On the other hand, as Shmoo, representing the Chess Clubs, explained to the CG last week, emotions are running high right now. The language villages are edgy. The Spanish Village last night erupted around midnight and the CG had to break up a tussle between two brothers, one of whom was dating a girl from the Mandarin Village suspected of being a spy for the Beijing Bishops chess team. Shmoo did a good job of pointing out the risks, but I think that the students in general are bored and looking for some drama. I’m not sure where the line between reality and imagination lies. Or more accurately, the line between boredom and escape.

The entire student body has been called to a special Community Meeting to discuss this weekend’s security. I have to put my lab project on hold and get over to Main to the Community Room. There’s a good chance I will have to defend the CG’s position, since I’m the one most put out by the threat of calling in extra security. As I hurry down the hall Boy sweeps in beside me, all twinkly like he wasn’t an SOB last night, and he says, “Hey, Babe, slow down. The fire’s already here,” and smiles at me.

I look at him sideways. “Feeling better this morning?”

“Yes, ma’am. Sorry ‘bout dat.” We settle into two chairs off the far-right aisle and I tell him what I think this unscheduled meeting is about: the CG report I just read.

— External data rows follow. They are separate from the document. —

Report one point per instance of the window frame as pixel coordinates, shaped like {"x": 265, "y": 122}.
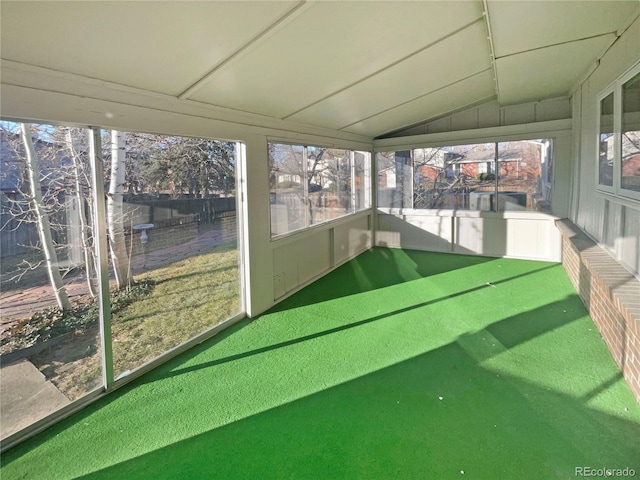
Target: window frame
{"x": 622, "y": 195}
{"x": 354, "y": 210}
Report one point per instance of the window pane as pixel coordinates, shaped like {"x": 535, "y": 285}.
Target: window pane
{"x": 173, "y": 241}
{"x": 521, "y": 185}
{"x": 362, "y": 179}
{"x": 456, "y": 177}
{"x": 606, "y": 153}
{"x": 49, "y": 341}
{"x": 286, "y": 177}
{"x": 395, "y": 189}
{"x": 631, "y": 135}
{"x": 329, "y": 174}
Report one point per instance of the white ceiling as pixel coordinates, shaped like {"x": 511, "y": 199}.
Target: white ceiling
{"x": 361, "y": 67}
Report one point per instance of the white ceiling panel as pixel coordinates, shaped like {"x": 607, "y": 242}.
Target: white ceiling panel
{"x": 157, "y": 46}
{"x": 476, "y": 89}
{"x": 425, "y": 72}
{"x": 522, "y": 26}
{"x": 366, "y": 67}
{"x": 547, "y": 72}
{"x": 328, "y": 47}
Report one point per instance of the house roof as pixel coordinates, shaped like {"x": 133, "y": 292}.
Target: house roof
{"x": 361, "y": 67}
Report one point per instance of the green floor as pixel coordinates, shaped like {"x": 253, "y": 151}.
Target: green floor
{"x": 398, "y": 365}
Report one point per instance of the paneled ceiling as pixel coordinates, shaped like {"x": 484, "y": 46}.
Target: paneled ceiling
{"x": 362, "y": 67}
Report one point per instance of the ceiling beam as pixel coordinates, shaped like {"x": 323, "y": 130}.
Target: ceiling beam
{"x": 485, "y": 13}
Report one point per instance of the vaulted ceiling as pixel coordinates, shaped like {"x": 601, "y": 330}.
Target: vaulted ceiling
{"x": 357, "y": 66}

Last night I wasn’t called out of bed, but I can well imagine the melodrama, two boys being held back by the CG’s, shouting expletives at each other in really good Spanish (who teaches them this stuff?), and the extra “paperwork” required by school rules reporting the incident to the school Executive Council. Normally EXCO wouldn’t be too lathered about a late night village incident, but this week they are also on edge and don’t need much excuse to call in reinforcement security if they feel that the CG can’t maintain order.

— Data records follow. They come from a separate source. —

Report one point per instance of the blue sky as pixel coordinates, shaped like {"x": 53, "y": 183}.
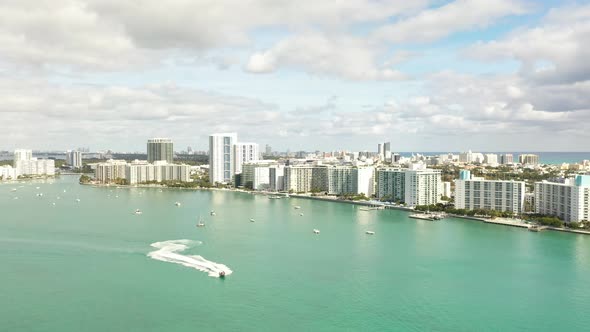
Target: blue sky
{"x": 426, "y": 75}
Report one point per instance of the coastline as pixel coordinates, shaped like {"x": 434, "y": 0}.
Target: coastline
{"x": 381, "y": 205}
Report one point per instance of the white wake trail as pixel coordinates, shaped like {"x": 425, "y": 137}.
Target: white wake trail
{"x": 170, "y": 251}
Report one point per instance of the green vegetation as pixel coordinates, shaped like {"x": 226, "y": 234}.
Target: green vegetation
{"x": 463, "y": 212}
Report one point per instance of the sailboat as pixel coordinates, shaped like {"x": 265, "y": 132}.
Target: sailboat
{"x": 201, "y": 223}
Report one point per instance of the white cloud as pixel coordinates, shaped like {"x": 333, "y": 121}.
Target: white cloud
{"x": 460, "y": 15}
{"x": 348, "y": 57}
{"x": 552, "y": 53}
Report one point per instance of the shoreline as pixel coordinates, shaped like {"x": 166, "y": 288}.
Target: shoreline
{"x": 499, "y": 221}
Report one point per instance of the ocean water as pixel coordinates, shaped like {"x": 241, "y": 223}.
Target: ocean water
{"x": 94, "y": 265}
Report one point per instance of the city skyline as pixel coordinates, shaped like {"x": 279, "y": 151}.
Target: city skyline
{"x": 347, "y": 74}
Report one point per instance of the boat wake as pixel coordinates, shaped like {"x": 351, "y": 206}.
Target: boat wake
{"x": 171, "y": 252}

We’re all crammed in the Community Room, looking around for whoever called the meeting. Someone stands up in the front row and ponderously approaches the stage. Oh, no, I catch a glimpse of the shiny bald head. It’s Dean Abee, never our guest at the CG meetings, third in charge of Goshen, and head of student monitoring. He gives me the willies and I don’t know exactly why. He’s supposed to be the ally of the student body, but I don’t buy it. He ponderously climbs the steps to the stage, like he’s a bald-headed Moses and Gandalf and Dumbledore all in one, and turns around to face the student body.

“Students,” he intones in a stentorian voice, “What is the Goshen motto?”

“Finis est Origine!” shouts out a suck-up with enthusiasm. I sigh and Boy audibly groans.

“That is right. The End is the Beginning. And don’t you ever forget it. Your Goshen experience is your key to the door of opportunity,” the Dean sing-songs. He’s always going on and on about Free Will as the heritage of a Goshen education. But he never seems to acknowledge that systemic problems exist. I want to shout at him, “What do you know? You’re just an old white guy!” But I never do. At least not so far.

“Posterius est oreegeenay,” mutters Boy to me.

“His-us posterius est meus finis,” I whisper back.

“His-us posterius est enormous,” answers Boy. I stifle a laugh and Dean Abee stops talking to glare at us. Then I can’t help it and snort out loud.

Dean Abee squints at me, clears his throat and resumes his talk. I can detect a grim glitter in his eyes that hint to me that this is exactly the response he wants, exactly the kind of conflict he is angling for. He is playing me, and I fell into his game.